What do you think of when you hear the phrase “public servant”? A person who holds a government position by election or appointment is the dictionary definition. That definition seems too neutral given citizens’ views on public servants.
Many in our society might consider a public servant to be an oxymoron — public employees don’t serve; they take salaries and large pensions from the public for minimal service. Others have a higher opinion of public employees and believe they make significant contributions to society’s welfare.
There is a Minnesota public employee retiring in June that is an excellent example of the latter, someone who has enriched the common good for decades. Richard Pfutzenreuter, the chief financial officer of the University of Minnesota, will be leaving a 40-plus-year career of “making a real difference.” His work with state and university finances was often out public view, but it was extremely beneficial.

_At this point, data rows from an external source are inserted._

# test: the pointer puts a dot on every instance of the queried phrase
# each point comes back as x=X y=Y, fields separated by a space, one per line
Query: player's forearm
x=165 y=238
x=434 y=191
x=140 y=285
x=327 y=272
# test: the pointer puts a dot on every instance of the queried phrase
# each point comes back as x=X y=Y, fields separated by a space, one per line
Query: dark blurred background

“Fitz,” as he is known to all, studied philosophy at Hamline University in St. Paul, graduating in 1974. What does one do with a philosophy degree? Become a management analyst for the Minnesota Department of Transportation (MnDOT). Perhaps studying philosophy is good preparation for government service given the competing philosophies espoused by those governing our community.
As a young management analyst, Fitz was soon recognized for outstanding performance after only a year in the job, a harbinger for the successful career he was beginning. Even though he had once needed help with high school algebra, Fitz next became a budget analyst at MnDOT. He was recognized for outstanding performance for his fiscal planning in support of statewide transportation improvements.
Those in the Minnesota House of Representatives heard about this special budget analyst at MnDOT and asked Fitz to join them as a fiscal analyst and later fiscal staff director. That is where I first met him. He was knowledgeable, friendly, and cared that good decisions be made. Even though I worked for the governor at the time, Fitz was easy to work with to find areas of agreement to move Minnesota ahead.
A couple of years later, the University of Minnesota was looking for an associate vice president for budget and rinance. Who better than Fitz to help straighten out the finances of the U. He brought integrity, curiosity and diligence to his new position. In that capacity he began serving the first of the four university presidents.
He understands politics
To survive at the University of Minnesota, one has to understand politics. To succeed at the University of Minnesota, one has to promote and implement good ideas within the political system of the university. Fitz’s experience as staff to the state House of Representatives prepared him well to manage in the university environment. He had a special ability to state what he believed to be the best solution in a way that was heard as reasonable by those resisting change.
Fitz became the university’s chief financial officer and vice president, responsible for budgeting, financial planning, accounting, investments, fiscal analysis, and oversight of the university’s debt. He had a way of understanding complex financial matters and explaining them to non-financial people.
His university tenure is marked by remarkable accomplishments:
- Financing of the university’s $288 million TCF Bank Stadium;
- Financing of the $300 million Biomedical Discovery District;
- Balancing the university’s multibillion-dollar budget annually during a period of declining state revenue; and,
- Responding to the Wall Street Journal article about excessive administration at the U.
Allocating revenue and overhead
Perhaps his greatest University of Minnesota accomplishment is something that few people even know; Fitz led the development of the “Earned Income & Full Cost Model” for allocating university revenue and overhead to university schools and units. Under this new methodology adopted in 2006, the university’s schools and units get to keep their earned revenue, but have to pay all direct expenditures and allocated overhead. This had the impact of freeing up the schools and units to manage their full costs including reducing their overhead costs through strategic actions.
Fitz’s work was often behind the scenes. He didn’t seek the limelight; he sought positive action and understood that leading from behind can be often more effective. University of Minnesota presidents and regents have been nearly unanimous in their praise of Fitz.
The next chief financial officer of the University of Minnesota has big shoes to fill. They will no doubt approach the job in their own way. Let’s hope they bring the same intelligence and dedication. Let’s hope they will be a true public servant.